ABS · Terminals
T1

Abu Simbel Airport Terminal

2 airlines 2 restaurants

Terminal T1 hosts 2 airlines. You'll find 2 dining options here.

Charter groups heading to the Abu Simbel temples all funnel through T1

Abu Simbel Airport Terminal (T1) runs as a single-story, single-terminal setup built around short, timed hops tied to temple tour schedules. Most flights are same-day returns to Aswan or Cairo, with EgyptAir and Air Cairo handling the bulk of traffic. The building is small enough that you can walk from the front door to the furthest gate in under five minutes.

EgyptAir and Air Cairo buses line up directly outside the main entrance when flights arrive and depart, so check your paper ticket or tour voucher for the carrier logo before you step off the coach. Security screening for departures sits just inside the doors, with only one main checkpoint operating for all flights out of T1. Because aircraft often turn around quickly between morning and midday temple groups, queues spike roughly 60–90 minutes before each departure block.

All food in the terminal comes from a basic café and a snack bar near the main seating area in T1. Expect bottled water, canned soft drinks, instant coffee, tea, and pre-packaged items like crisps and biscuits, typically priced higher than in central Aswan. There’s no hot meal service as standard, so eat on the plane, at your hotel, or bring something cold-friendly if you’re picky. Cash in Egyptian pounds tends to move faster than cards.

No airline lounges or pay-in lounges operate at Abu Simbel Airport, so status with EgyptAir, Star Alliance, or any other program does not change your waiting area. Seating is basic rows of metal or plastic chairs spread across one main hall after security. Power outlets are limited, so charge your phone and camera batteries at your hotel before the early-morning pickup; hitting 100% before the 6:00–7:00 a.m. tour departures is smart.

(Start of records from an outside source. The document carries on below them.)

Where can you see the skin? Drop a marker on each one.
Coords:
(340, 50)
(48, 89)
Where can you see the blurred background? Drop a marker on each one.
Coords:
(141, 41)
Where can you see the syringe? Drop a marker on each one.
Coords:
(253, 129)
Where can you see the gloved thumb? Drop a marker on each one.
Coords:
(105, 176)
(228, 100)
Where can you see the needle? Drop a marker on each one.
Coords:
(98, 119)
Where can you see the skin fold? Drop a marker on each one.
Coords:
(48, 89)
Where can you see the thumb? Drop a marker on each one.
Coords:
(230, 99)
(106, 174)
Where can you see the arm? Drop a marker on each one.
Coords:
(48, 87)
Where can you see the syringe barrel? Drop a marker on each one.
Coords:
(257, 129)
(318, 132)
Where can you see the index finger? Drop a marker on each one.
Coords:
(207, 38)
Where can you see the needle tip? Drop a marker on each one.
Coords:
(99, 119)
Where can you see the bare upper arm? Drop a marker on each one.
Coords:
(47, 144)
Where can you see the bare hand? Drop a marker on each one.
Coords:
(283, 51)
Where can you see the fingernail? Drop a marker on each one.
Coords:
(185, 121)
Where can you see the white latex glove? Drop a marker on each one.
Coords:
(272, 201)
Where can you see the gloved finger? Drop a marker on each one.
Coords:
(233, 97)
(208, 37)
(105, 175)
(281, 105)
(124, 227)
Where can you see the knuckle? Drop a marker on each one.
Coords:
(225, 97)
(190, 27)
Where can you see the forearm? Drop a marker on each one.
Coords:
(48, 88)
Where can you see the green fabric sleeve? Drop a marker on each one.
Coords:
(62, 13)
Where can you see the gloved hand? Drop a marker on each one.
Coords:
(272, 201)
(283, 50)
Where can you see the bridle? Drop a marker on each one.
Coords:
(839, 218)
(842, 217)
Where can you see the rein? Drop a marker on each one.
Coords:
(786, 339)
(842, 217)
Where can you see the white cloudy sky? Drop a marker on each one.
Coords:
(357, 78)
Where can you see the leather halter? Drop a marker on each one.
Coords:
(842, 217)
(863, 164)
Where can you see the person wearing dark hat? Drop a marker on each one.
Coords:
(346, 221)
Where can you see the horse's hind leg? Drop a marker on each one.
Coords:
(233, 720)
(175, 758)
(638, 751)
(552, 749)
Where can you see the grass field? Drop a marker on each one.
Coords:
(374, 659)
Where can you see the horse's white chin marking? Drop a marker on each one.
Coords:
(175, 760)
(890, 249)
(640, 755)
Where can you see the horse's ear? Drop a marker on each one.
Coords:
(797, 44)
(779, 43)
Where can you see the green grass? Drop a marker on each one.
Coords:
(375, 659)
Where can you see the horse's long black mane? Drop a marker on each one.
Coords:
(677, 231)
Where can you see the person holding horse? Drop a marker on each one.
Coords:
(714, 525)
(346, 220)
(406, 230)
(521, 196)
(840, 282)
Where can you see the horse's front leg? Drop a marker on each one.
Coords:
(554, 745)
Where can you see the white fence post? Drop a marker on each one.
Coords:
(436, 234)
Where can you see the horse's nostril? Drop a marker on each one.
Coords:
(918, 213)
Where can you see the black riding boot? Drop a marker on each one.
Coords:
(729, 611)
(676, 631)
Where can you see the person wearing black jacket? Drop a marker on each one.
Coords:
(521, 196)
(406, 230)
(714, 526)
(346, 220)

Duty-free and branded retail are not a feature at this airport, and there are no catalogued shops inside T1 beyond the small kiosk-style snack setup by the café. That means no last-minute camera gear, no SIM card counters, and no proper pharmacy shelves. Pick up sunscreen, hats, and extra memory cards in Aswan or Cairo instead of banking on a purchase right before you see the temples.

Arrivals stay simple: bags usually appear on a single belt positioned a short walk from the aircraft stand, and most visitors head straight from there to waiting tour buses within 10–20 minutes of touchdown. There’s no real transit flow because Abu Simbel functions almost entirely as an origin–temple–return operation. Immigration formalities are usually completed earlier in Cairo or Aswan, so you’re mostly just walking off the plane, grabbing your bag, and stepping onto the coach.

Final tip: treat Abu Simbel Airport like a remote bus stop rather than a full-service hub and pack accordingly—bring water, snacks, sunscreen, and fully charged devices so you’re not relying on the café, the snack bar, or scarce outlets in T1.